The goal of this internship is to explore Normalizing Flows for anomaly detection on time series. While NF have been previously explored with success for anomaly detection in images, they were seldom investigated for time series. The tasks to be carried out by the intern are as follows: The intern will first study relevant work on NF for anomaly detection, and then revisit them in the light of time series. She/he will explore two contexts: detection from a batch of time series data, and online detection on streaming data. For the latter, a particular attention will be paid to sequential detection. The intern will implement the different NF-based models and conduct experiments on real time series.

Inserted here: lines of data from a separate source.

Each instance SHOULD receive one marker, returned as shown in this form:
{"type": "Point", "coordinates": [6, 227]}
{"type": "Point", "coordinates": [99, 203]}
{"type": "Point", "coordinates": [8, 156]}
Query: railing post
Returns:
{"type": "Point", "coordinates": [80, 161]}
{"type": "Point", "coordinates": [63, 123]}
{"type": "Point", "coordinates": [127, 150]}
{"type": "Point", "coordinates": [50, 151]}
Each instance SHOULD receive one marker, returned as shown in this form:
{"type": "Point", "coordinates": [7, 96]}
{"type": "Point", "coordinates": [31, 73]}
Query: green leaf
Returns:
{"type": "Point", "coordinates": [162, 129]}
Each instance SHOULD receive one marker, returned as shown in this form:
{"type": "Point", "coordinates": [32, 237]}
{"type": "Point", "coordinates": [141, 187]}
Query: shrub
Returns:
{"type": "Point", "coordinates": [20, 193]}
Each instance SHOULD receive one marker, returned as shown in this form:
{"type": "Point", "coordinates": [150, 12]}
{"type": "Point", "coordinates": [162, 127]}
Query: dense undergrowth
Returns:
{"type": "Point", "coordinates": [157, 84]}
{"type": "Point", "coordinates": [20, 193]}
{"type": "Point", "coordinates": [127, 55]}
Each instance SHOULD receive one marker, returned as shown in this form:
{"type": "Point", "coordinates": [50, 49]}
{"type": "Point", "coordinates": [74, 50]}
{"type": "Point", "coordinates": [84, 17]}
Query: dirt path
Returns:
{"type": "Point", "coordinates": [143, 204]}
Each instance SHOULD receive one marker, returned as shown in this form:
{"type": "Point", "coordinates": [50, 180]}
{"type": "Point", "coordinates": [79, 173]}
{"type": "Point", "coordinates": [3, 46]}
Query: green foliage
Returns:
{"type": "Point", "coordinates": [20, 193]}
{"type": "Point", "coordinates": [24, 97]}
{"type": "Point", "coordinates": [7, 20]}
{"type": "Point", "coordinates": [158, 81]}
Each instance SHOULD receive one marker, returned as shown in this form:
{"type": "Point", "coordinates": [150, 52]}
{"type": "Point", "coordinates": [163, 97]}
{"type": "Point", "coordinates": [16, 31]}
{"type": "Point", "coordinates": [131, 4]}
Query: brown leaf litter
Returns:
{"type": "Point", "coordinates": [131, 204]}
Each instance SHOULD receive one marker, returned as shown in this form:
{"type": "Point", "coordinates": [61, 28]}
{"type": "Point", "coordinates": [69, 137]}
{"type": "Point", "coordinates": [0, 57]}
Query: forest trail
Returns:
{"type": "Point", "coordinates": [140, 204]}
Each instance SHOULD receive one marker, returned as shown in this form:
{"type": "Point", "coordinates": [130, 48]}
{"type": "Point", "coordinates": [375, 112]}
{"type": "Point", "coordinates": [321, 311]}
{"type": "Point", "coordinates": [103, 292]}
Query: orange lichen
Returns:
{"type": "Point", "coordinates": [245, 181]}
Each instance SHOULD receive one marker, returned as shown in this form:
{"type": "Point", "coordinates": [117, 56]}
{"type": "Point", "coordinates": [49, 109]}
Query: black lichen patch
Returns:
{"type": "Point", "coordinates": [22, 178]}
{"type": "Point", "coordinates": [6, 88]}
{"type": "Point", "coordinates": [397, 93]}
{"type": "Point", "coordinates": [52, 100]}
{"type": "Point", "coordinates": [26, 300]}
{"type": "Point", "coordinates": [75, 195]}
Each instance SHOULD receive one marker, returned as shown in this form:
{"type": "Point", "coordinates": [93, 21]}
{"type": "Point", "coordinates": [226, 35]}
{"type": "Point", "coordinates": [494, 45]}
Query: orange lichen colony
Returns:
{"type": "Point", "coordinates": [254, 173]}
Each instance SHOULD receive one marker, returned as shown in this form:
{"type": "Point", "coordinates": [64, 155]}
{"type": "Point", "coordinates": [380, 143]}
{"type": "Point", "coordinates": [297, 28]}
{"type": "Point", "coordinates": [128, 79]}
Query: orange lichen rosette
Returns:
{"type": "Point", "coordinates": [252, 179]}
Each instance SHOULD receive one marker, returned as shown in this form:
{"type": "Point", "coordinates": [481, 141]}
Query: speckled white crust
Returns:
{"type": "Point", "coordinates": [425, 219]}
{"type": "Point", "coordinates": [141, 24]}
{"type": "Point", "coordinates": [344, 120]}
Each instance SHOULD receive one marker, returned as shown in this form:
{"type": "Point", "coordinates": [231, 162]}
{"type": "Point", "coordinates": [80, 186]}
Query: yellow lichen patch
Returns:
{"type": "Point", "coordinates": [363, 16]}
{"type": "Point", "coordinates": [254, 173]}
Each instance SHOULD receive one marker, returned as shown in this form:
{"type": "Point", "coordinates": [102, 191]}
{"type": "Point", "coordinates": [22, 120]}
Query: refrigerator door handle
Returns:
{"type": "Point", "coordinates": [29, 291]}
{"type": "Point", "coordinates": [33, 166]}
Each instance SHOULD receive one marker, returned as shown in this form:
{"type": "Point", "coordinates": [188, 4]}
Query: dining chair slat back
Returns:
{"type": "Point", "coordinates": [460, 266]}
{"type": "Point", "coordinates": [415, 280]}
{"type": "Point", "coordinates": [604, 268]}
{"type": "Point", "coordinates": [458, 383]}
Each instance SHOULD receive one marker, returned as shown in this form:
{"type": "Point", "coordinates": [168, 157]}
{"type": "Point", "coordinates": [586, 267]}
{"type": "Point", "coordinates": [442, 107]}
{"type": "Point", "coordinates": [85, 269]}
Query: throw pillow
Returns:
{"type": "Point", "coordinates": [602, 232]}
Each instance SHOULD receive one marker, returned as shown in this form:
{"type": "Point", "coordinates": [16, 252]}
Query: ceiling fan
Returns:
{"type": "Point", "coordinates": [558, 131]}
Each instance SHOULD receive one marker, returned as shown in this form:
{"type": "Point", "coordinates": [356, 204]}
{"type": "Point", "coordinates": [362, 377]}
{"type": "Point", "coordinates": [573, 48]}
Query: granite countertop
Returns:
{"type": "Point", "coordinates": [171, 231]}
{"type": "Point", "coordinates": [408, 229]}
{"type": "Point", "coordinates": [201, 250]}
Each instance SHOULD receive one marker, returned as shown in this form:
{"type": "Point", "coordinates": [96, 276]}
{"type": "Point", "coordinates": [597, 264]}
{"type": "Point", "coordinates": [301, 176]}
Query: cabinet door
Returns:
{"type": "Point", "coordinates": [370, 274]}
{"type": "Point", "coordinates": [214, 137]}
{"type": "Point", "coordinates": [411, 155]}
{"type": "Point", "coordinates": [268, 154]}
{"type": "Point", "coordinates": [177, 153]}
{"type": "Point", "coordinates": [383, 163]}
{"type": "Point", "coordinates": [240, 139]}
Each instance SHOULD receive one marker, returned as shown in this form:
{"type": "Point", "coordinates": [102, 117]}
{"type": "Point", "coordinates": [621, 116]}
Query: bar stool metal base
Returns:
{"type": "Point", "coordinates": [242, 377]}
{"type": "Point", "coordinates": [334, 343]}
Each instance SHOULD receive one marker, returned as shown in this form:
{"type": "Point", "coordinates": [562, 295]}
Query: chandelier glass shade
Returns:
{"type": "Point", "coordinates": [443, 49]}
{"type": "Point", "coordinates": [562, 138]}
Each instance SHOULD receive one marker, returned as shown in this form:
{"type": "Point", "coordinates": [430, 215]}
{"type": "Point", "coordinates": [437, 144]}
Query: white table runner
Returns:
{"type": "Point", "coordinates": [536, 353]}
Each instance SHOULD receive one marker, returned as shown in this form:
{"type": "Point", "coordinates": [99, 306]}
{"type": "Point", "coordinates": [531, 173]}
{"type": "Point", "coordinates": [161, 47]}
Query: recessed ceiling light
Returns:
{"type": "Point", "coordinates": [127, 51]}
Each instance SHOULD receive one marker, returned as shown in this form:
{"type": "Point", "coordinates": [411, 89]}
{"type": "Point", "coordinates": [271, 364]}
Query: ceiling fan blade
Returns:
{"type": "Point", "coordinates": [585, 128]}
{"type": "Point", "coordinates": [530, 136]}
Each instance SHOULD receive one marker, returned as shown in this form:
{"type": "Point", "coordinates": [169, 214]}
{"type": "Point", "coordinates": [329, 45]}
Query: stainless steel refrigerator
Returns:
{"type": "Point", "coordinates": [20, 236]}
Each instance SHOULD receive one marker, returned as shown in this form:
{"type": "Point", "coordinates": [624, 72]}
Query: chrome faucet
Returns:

This internship may lead to a PhD thesis.
Research Environment
The intern will conduct her/his research within the Machine Learning group in the LITIS Lab, under the supervision of Prof. Paul Honeine. This internship is within a research project gathering 9 permanent researchers of the LITIS Lab and the intern will also interact with several PhD students and interns also working on deep anomaly detection for time series.
Applicant Profile:
-Student in final year of Master or Engineering School, in data science, artificial intelligence, applied mathematics, or related fields.
-Strong skills in advanced statistics and Machine Learning, including Deep Learning
-Good programming experience in Python
Location: LITIS Lab, University of Rouen Normandy, Saint Etienne du Rouvray (Rouen, France).
Terms: 5 to 6 months, starting in February or March 2024.
Application: Applicants are invited to send their CV and grade transcripts by email to paul.honeine@univ-rouen.fr.
References
[1] L. Ruff, J. R. Kauffmann, R. A. Vandermeulen, G. Montavon, W. Samek, M. Kloft, T. G. Dietterich, and K.-R. Müller, “A Unifying Review of Deep and Shallow Anomaly Detection,” Proceedings of the IEEE, vol. 109, no. 5, pp. 756–795, 2021.
[2] G. Pang, C. Shen, L. Cao, and A. V. D. Hengel, “Deep learning for anomaly detection: A review,” ACM Computing Surveys, vol. 54, no. 2, pp. 1–38, 2021.
[3] D. Saxena and J. Cao, “Generative adversarial networks (GANs) challenges, solutions, and future directions,” ACM Computing Surveys, vol. 54, no. 3, pp. 1–42, 2021.
[4] I. Kobyzev, S. J. Prince, and M. A. Brubaker, “Normalizing Flows: An Introduction and Review of Current Methods,” IEEE Trans. on Pattern Analysis and Machine Intelligence, vol. 43, no. 11, pp. 3964–3979, 2021.
[5] G. Papamakarios, E. Nalisnick, D. J. Rezende, S. Mohamed, and B. Lakshminarayanan, “Normalizing Flows for Probabilistic Modeling and Inference,” Journal of Machine Learning Research, vol. 22, no. 57, pp. 1–64, 2021.